Dengan memanfaatkan keunggulan ini, daerah-daerah di wilayah Tenggara memperkuat investasi dalam infrastruktur teknis yang tersinkronisasi, mentransfer teknologi, dan menata ulang produksi menuju produksi komoditas skala besar; membentuk hubungan kerja sama di sepanjang rantai nilai industri, menarik fasilitas untuk pembelian, pengawetan, pengolahan, dan ekspor buah-buahan segar dan olahan. Tujuannya adalah untuk mengurangi tekanan musiman pada buah segar dan meningkatkan efisiensi ekonomi dari model ini.
Sejak awal tahun, instansi-instansi fungsional Provinsi Dong Nai terus memperkuat bimbingan bagi pelaku usaha dan masyarakat dalam menetapkan kode untuk area pertanian dan fasilitas pengemasan guna melayani ekspor. Hingga saat ini, provinsi tersebut memiliki 189 kode untuk area pertanian yang mencakup lebih dari 27,9 hektar; 46 kode untuk area pertanian domestik yang mencakup 453 hektar; dan 86 kode untuk fasilitas pengemasan yang mengekspor ke pasar seperti Amerika Serikat, Tiongkok, Eropa, Australia, dan Selandia Baru. Kegiatan yang menghubungkan konsumsi produk pertanian di dalam provinsi juga mendapat perhatian.
Menurut beberapa perusahaan yang berinvestasi di pabrik pengolahan dan pengemasan pisang untuk ekspor di provinsi tersebut, posisi pisang segar Vietnam di pasar internasional semakin meningkat. Dong Nai, khususnya, adalah "ibu kota" budidaya pisang kultur jaringan untuk ekspor di negara ini. Banyak daerah di provinsi tersebut telah membentuk area budidaya khusus berskala besar, menciptakan kondisi yang menguntungkan untuk menarik bisnis berinvestasi di pabrik pengolahan dan pengemasan untuk ekspor tepat di wilayah penghasilnya.

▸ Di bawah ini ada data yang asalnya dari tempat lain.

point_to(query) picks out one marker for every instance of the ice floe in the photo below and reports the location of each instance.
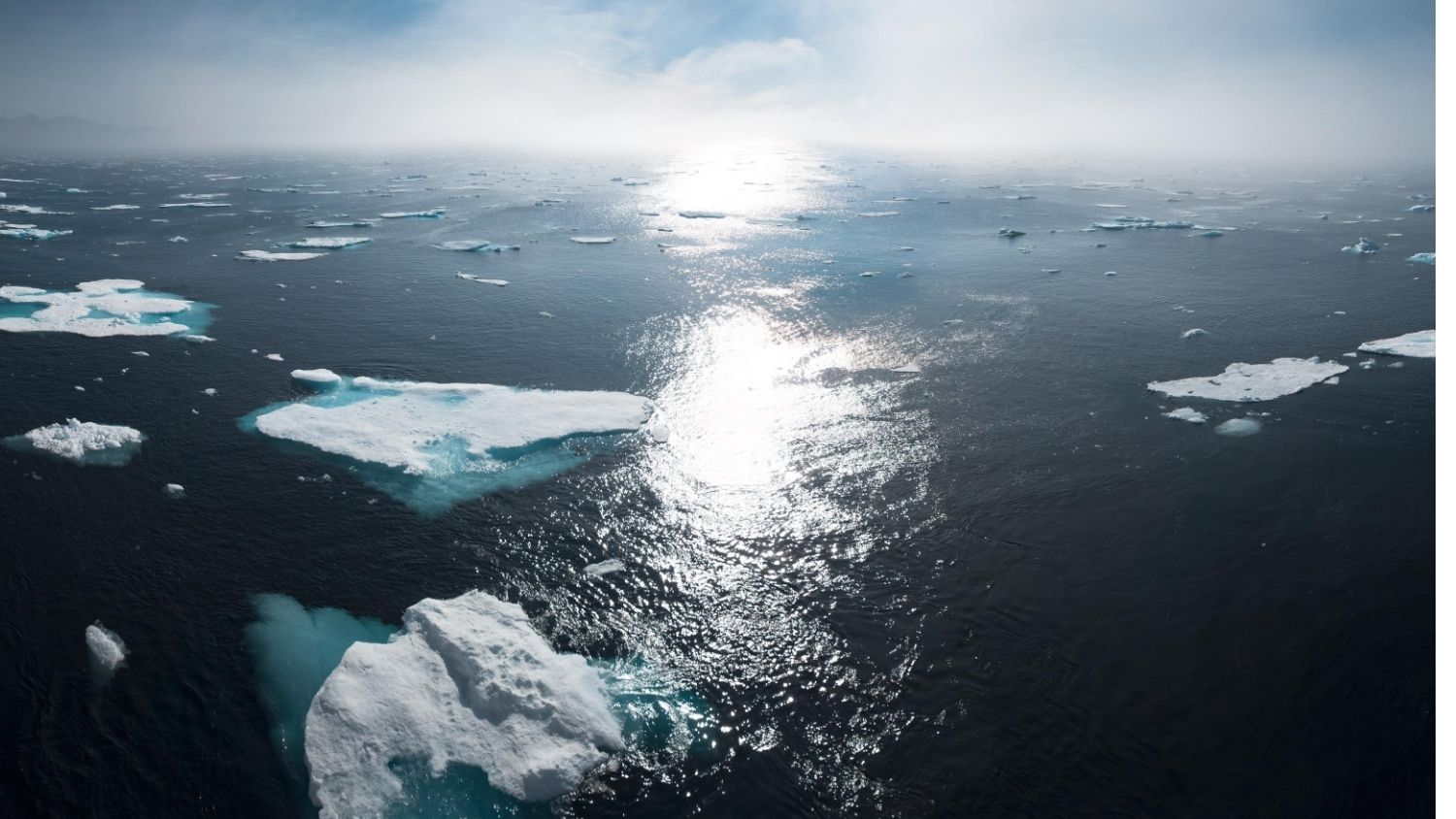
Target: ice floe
(104, 308)
(332, 242)
(1252, 381)
(1420, 344)
(82, 442)
(433, 445)
(468, 681)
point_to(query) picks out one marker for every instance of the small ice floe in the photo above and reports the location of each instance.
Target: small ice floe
(102, 308)
(1362, 247)
(1252, 381)
(82, 442)
(270, 256)
(603, 568)
(430, 214)
(1240, 428)
(1420, 344)
(466, 682)
(331, 242)
(314, 376)
(107, 650)
(1187, 413)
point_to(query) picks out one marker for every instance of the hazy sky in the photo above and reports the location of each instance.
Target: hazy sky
(1240, 79)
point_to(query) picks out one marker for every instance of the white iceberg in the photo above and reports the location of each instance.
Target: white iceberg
(1363, 247)
(468, 681)
(1187, 413)
(104, 308)
(270, 256)
(332, 242)
(1252, 381)
(433, 445)
(107, 650)
(82, 442)
(1420, 344)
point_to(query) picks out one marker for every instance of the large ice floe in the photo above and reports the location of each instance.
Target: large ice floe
(331, 242)
(104, 308)
(1420, 344)
(82, 442)
(466, 710)
(1252, 381)
(434, 445)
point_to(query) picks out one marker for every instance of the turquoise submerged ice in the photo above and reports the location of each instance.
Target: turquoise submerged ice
(434, 445)
(463, 711)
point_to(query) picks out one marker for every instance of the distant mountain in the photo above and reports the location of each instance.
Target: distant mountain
(70, 133)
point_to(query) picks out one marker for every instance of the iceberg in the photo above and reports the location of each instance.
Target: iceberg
(270, 256)
(82, 442)
(1420, 344)
(1187, 413)
(434, 445)
(107, 650)
(468, 681)
(1240, 426)
(332, 244)
(1252, 381)
(104, 308)
(430, 214)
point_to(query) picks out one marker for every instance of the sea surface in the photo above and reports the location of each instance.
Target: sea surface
(1004, 585)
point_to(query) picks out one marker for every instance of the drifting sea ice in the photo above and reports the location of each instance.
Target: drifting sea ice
(82, 442)
(104, 308)
(107, 650)
(434, 445)
(1420, 344)
(1252, 381)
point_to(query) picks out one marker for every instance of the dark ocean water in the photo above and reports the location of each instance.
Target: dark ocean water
(1002, 586)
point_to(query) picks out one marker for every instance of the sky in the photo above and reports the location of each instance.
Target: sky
(1316, 81)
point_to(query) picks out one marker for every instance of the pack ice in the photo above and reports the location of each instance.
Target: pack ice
(1252, 381)
(82, 442)
(104, 308)
(468, 681)
(433, 445)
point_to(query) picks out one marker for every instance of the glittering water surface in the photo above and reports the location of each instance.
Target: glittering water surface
(914, 541)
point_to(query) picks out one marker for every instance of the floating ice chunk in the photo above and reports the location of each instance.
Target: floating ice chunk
(82, 442)
(1420, 344)
(1240, 426)
(466, 681)
(430, 214)
(603, 568)
(1252, 381)
(107, 650)
(270, 256)
(102, 308)
(316, 376)
(332, 242)
(1187, 413)
(433, 445)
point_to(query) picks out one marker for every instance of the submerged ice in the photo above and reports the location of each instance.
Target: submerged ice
(433, 445)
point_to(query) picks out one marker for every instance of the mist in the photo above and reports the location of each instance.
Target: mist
(1243, 82)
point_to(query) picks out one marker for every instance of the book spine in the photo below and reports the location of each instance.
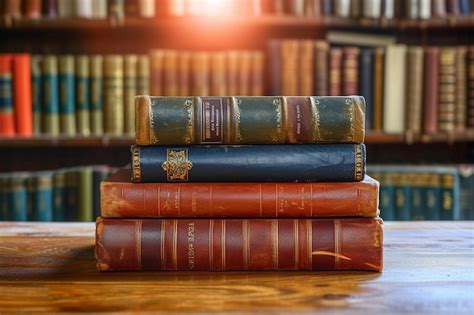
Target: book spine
(130, 91)
(341, 162)
(18, 198)
(50, 110)
(447, 90)
(113, 95)
(258, 244)
(59, 196)
(335, 65)
(218, 74)
(96, 94)
(461, 84)
(274, 66)
(414, 89)
(36, 93)
(367, 83)
(85, 199)
(256, 76)
(170, 73)
(200, 74)
(83, 111)
(22, 94)
(394, 89)
(378, 88)
(142, 200)
(67, 92)
(143, 75)
(249, 120)
(289, 68)
(431, 81)
(321, 67)
(306, 66)
(184, 74)
(7, 118)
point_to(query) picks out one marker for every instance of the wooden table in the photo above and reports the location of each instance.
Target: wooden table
(429, 268)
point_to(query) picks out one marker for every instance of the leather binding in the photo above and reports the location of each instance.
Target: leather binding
(122, 199)
(321, 67)
(447, 90)
(367, 84)
(130, 67)
(248, 163)
(306, 66)
(83, 95)
(240, 244)
(414, 88)
(430, 106)
(113, 95)
(335, 64)
(249, 120)
(22, 94)
(290, 69)
(379, 55)
(461, 84)
(470, 88)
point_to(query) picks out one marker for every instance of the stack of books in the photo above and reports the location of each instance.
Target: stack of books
(243, 183)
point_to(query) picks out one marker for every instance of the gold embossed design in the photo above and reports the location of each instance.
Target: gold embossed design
(177, 165)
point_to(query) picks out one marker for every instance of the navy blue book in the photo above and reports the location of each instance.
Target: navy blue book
(249, 163)
(366, 83)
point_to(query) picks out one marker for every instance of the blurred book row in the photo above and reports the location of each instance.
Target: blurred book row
(12, 10)
(69, 194)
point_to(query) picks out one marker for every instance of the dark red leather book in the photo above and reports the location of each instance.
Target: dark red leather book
(121, 198)
(240, 244)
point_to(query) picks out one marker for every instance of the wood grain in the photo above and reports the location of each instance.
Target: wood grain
(50, 267)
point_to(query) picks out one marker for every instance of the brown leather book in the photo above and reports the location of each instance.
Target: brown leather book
(379, 75)
(461, 53)
(350, 85)
(470, 88)
(321, 67)
(335, 63)
(414, 88)
(306, 67)
(430, 105)
(290, 60)
(447, 90)
(239, 244)
(120, 198)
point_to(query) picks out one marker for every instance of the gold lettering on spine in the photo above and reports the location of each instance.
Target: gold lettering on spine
(138, 243)
(136, 169)
(358, 165)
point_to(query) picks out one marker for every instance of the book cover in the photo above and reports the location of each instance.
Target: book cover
(239, 244)
(249, 120)
(122, 198)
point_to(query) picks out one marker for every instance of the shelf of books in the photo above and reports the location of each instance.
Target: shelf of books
(70, 71)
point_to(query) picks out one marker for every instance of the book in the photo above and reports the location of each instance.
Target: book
(7, 118)
(394, 89)
(113, 95)
(96, 94)
(248, 163)
(122, 199)
(430, 90)
(22, 94)
(239, 244)
(414, 89)
(83, 111)
(50, 111)
(249, 120)
(67, 95)
(129, 93)
(36, 93)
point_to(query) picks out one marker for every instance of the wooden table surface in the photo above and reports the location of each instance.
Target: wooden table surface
(429, 268)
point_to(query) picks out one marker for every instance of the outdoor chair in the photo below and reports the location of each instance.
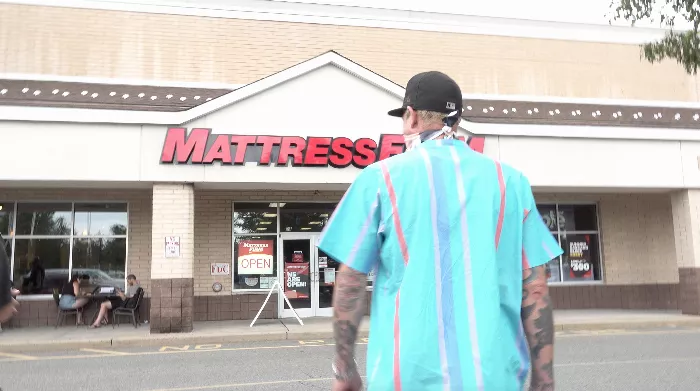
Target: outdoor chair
(130, 309)
(62, 313)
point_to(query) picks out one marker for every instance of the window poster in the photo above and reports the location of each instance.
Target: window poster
(255, 257)
(297, 284)
(579, 258)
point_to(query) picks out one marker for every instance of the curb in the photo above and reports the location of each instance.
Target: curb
(293, 335)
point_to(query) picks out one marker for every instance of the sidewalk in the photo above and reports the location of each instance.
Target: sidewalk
(68, 338)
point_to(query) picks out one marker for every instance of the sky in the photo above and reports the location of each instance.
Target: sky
(572, 11)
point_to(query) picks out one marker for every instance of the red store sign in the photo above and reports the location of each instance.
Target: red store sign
(202, 147)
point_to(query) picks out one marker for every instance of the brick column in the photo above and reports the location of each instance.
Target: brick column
(172, 282)
(686, 227)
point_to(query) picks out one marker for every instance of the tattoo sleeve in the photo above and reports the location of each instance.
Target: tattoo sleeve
(349, 308)
(538, 321)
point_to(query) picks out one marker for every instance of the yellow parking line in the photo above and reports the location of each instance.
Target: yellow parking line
(110, 352)
(582, 333)
(17, 356)
(236, 385)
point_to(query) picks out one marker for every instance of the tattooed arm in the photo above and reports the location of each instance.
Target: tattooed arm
(536, 314)
(349, 308)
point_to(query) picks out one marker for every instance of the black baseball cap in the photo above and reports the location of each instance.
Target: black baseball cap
(431, 91)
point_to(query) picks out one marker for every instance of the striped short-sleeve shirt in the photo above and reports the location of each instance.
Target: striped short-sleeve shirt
(448, 232)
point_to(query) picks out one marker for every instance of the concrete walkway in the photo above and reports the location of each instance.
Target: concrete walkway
(67, 337)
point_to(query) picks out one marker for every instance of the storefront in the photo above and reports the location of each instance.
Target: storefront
(210, 204)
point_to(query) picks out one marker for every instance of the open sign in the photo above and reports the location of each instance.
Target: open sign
(255, 257)
(220, 269)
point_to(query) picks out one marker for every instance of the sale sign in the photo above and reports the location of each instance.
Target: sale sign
(296, 280)
(255, 257)
(580, 265)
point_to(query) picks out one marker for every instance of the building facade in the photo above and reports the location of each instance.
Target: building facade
(204, 151)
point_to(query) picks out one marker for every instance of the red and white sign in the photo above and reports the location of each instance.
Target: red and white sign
(172, 247)
(200, 146)
(255, 257)
(220, 269)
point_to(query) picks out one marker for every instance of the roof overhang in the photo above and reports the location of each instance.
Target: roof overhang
(483, 114)
(102, 115)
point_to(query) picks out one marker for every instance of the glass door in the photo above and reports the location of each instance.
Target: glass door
(298, 275)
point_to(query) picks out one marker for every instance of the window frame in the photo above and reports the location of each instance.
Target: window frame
(276, 235)
(71, 237)
(559, 232)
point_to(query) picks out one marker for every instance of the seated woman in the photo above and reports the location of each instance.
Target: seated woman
(70, 296)
(116, 302)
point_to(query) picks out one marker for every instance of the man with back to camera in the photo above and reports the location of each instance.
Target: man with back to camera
(459, 249)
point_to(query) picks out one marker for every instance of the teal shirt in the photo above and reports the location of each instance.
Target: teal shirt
(448, 232)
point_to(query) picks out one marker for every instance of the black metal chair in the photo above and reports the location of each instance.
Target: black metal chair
(130, 309)
(62, 313)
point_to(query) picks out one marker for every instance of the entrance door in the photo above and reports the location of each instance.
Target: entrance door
(307, 275)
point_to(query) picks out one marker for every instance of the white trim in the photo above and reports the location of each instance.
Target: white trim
(371, 17)
(52, 114)
(583, 101)
(121, 81)
(588, 132)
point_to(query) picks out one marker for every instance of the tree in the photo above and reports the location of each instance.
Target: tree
(683, 46)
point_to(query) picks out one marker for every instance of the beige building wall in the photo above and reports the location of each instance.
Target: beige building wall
(139, 235)
(637, 233)
(637, 230)
(213, 229)
(116, 44)
(637, 236)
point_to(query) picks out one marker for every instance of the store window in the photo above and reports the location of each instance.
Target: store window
(53, 241)
(255, 218)
(7, 210)
(257, 221)
(254, 245)
(305, 217)
(575, 226)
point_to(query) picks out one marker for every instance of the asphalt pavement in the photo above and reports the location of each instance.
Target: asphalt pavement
(656, 360)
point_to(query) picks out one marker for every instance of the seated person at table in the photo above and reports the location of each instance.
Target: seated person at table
(70, 295)
(116, 302)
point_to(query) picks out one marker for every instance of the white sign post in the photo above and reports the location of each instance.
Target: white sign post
(220, 269)
(172, 247)
(277, 285)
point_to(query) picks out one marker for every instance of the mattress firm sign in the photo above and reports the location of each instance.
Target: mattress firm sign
(202, 147)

Ketua Dewan Direksi Perusahaan Gabungan Teknologi Pangan Luong Gia (berkantor pusat di Kota Ho Chi Minh), Ho Quoc Thai, menyampaikan bahwa perusahaan telah berinvestasi di dua pabrik pengolahan buah di Dong Nai. Perusahaan memilih untuk berinvestasi di Dong Nai karena lokasi geografisnya yang sangat menguntungkan untuk produksi, terutama daerah Long Khanh, yang merupakan pusat perdagangan yang sangat baik dengan jalan tol yang menghubungkan dari Delta Mekong dan menghubungkan ke provinsi-provinsi di wilayah Tengah dan Dataran Tinggi Tengah. Selain itu, dukungan yang sangat aktif dari pemerintah provinsi dan daerah, serta departemen dan instansi terkait di Dong Nai, juga memotivasi perusahaan untuk berkomitmen secara percaya diri terhadap bisnis ini.
Provinsi dan kota-kota khas di wilayah Tenggara, seperti Kota Ho Chi Minh, Dong Nai, Binh Duong, dan Ba Ria - Vung Tau, membentuk pusat-pusat penyediaan dan pengolahan produk pertanian, serta rantai logistik khusus yang menghubungkan konsumsi produk pertanian. Secara khusus, daerah-daerah di Tenggara ini bekerja sama erat dalam membangun dan mengembangkan pasar konsumsi produk pertanian untuk seluruh wilayah.